Encoding.

Wednesday August 03, 2005
Mr. Bicking wants to change his default encoding. Since there is some buzz about this I figure it would be a good opportunity to answer something that has already emerged as a FAQ during Axiom's short life, about its treatment of strings.

Axiom does not have strings. It has 2 attribute types that look suspiciously like strings: text() and bytes().

However, 'text()' does not convert a Python str to text for you, and never, ever will. This is not an accident, and it is not because guessing at this sort of automatic conversion is hard. Lots of packages do it, including Python - str(unicode(x)) does do something, after all.

However, in my mind, that is an unfortunate coincidence, and I avoid using the default encoding anywhere I can. Let me respond directly to part of his post, point-by-point:
Are people claiming that there should be no default encoding?
That's what I would say, yes. The default encoding is a process-global variable that sets you up for a lot of confusion, since encoding is always context and data-type dependent. Occasionally I get lazy and use the default encoding, since I know that regardless of what it is it probably has ASCII as a subset (and I know that my data is something like an email address or a URL which functionally must be ASCII), but this is not generally good behavior.
As long as we have non-Unicode strings, I find the argument less than convincing, and I think it reflects the perspective of people who take Unicode very seriously, as compared to programmers who aren't quite so concerned but just want their applications to not be broken; and the current status quo is very deeply broken.
I believe that in the context of this discussion, the term "string" is meaningless. There is text, and there is byte-oriented data (which may very well represent text, but is not yet converted to it). In Python types, Text is unicode. Data is str. The idea of "non-Unicode text" is just a programming error waiting to happen.

The fact that English text, the sort that programmers commonly use to converse with, code with, identify network endpoints with and test program input with, looks very similar in its decoded and encoded forms, is an unfortunate and misleading phenomenon. It means that programs are often very confused about what kind of data they are processing but appear to work anyway, and make serious errors only when presented with input which differs in encoded and decoded form.

SQLite unfortunately succumbs to this malady as well, although at least they tried. Right now we are using its default COLLATE NOCASE for case-insensitive indexing and searches. This is defined according to the docs as "The same as binary, except the 26 upper case characters used by the English language are folded to their lower case equivalents before the comparison is performed." Needless to say, despite SQLite's pervasive use of Unicode throughout the database, that is not how you case-insensitively compare Unicode strings.

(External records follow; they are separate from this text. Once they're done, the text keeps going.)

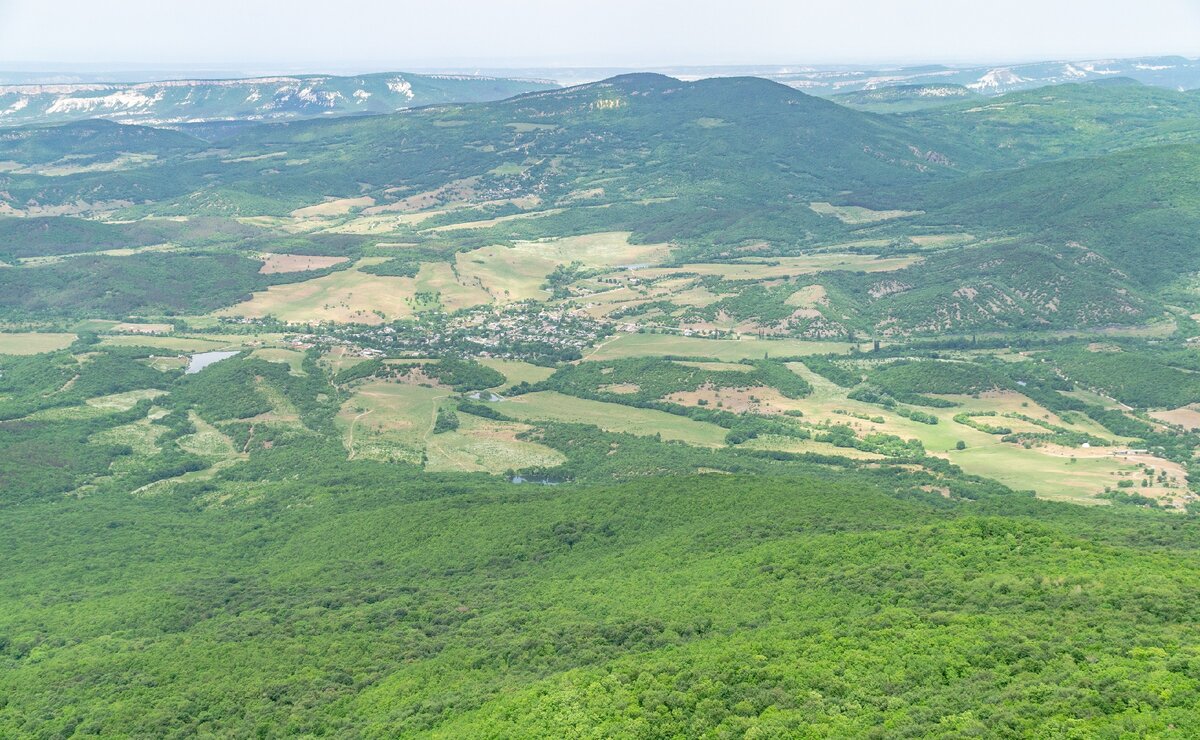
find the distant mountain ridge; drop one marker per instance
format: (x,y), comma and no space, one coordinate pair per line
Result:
(1174,72)
(261,98)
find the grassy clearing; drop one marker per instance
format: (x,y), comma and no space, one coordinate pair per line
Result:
(143,329)
(787,266)
(454,293)
(297,263)
(346,295)
(481,445)
(747,348)
(613,417)
(208,441)
(1053,476)
(293,359)
(389,421)
(141,435)
(124,402)
(856,215)
(333,206)
(184,344)
(515,372)
(34,342)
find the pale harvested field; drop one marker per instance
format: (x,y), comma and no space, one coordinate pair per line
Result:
(293,359)
(297,263)
(1186,416)
(748,348)
(857,215)
(491,222)
(517,272)
(346,295)
(483,445)
(789,266)
(516,371)
(454,292)
(333,206)
(144,329)
(808,296)
(34,342)
(757,399)
(389,420)
(551,405)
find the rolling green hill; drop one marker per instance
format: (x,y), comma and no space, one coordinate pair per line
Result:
(636,409)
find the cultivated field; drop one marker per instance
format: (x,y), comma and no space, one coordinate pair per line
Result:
(612,417)
(34,342)
(747,348)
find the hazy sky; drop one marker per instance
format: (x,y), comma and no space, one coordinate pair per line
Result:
(377,34)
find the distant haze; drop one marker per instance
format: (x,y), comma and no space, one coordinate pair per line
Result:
(318,35)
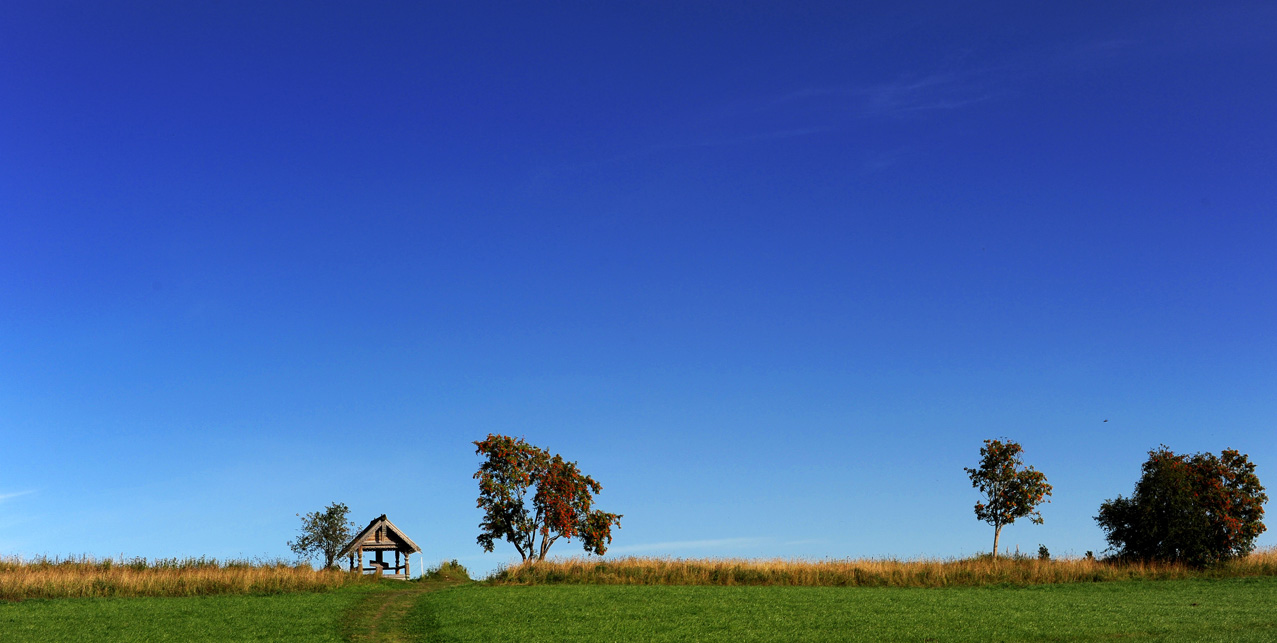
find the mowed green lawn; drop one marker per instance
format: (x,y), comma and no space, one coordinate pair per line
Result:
(312,618)
(1232,610)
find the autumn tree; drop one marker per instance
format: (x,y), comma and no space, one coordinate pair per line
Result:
(323,533)
(1198,509)
(533,499)
(1012,491)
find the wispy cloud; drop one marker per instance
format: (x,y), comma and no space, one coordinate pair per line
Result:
(903,96)
(718,544)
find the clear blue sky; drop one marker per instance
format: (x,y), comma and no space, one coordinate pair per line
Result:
(768,271)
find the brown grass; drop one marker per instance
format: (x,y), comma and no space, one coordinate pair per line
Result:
(866,573)
(86,577)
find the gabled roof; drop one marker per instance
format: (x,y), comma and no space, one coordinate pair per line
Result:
(391,531)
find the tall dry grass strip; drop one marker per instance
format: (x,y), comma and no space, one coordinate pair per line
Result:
(84,577)
(865,573)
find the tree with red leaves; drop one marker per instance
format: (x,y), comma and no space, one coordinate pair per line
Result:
(1198,509)
(562,499)
(1010,491)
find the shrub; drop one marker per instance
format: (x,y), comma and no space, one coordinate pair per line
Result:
(1198,509)
(447,570)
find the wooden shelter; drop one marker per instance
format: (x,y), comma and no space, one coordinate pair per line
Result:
(381,536)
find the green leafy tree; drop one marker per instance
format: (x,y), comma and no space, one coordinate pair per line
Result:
(1198,509)
(533,499)
(323,533)
(1012,491)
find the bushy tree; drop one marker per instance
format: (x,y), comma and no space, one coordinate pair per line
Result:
(562,499)
(1010,490)
(323,533)
(1198,509)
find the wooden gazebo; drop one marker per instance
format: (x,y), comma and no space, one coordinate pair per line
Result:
(381,536)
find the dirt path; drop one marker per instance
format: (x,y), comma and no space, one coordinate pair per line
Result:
(379,616)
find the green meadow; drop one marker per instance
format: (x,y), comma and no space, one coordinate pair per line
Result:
(1225,610)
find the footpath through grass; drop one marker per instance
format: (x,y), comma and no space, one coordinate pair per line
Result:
(1222,610)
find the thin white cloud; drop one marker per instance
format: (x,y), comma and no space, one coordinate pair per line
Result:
(688,545)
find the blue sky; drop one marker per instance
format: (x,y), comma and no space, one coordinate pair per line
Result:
(769,272)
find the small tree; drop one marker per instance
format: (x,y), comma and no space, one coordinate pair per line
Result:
(1010,490)
(561,504)
(1198,509)
(323,532)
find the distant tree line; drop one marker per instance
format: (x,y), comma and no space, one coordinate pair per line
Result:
(1197,509)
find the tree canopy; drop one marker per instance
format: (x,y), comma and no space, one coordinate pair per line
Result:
(562,499)
(323,533)
(1198,509)
(1010,490)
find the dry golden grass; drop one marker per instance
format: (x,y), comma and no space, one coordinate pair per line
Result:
(866,573)
(84,577)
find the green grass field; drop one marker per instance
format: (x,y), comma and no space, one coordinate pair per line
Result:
(1225,610)
(284,618)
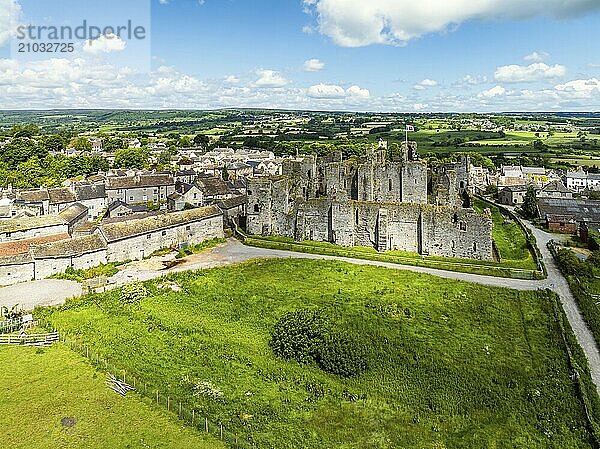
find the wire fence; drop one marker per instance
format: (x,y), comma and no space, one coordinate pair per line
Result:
(179,406)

Using the default encoding and Unicode only worsens this. Now the program appears to work, and may in fact be correct in the face of non-English, or even non-human-language input, but breaks randomly and mangles data when moved to a different host environment with a different locally-specified default encoding. "Everybody use UTF-8" isn't a solution either; forgetting the huge accidental diversity in this detail of configuration, In Asian countries especially, the system's default encoding implies certain things to a lot of different software. It would be extremely unwise to force your encoding choice upon everyone else.

I don't think that Ian has an entirely unreasonable position; the only reason I know anything about Unicode at all was that I was exposed to a lot of internationalization projects during my brief stint in the game industry, and mostly on projects that had taken multilingual features into account from the start.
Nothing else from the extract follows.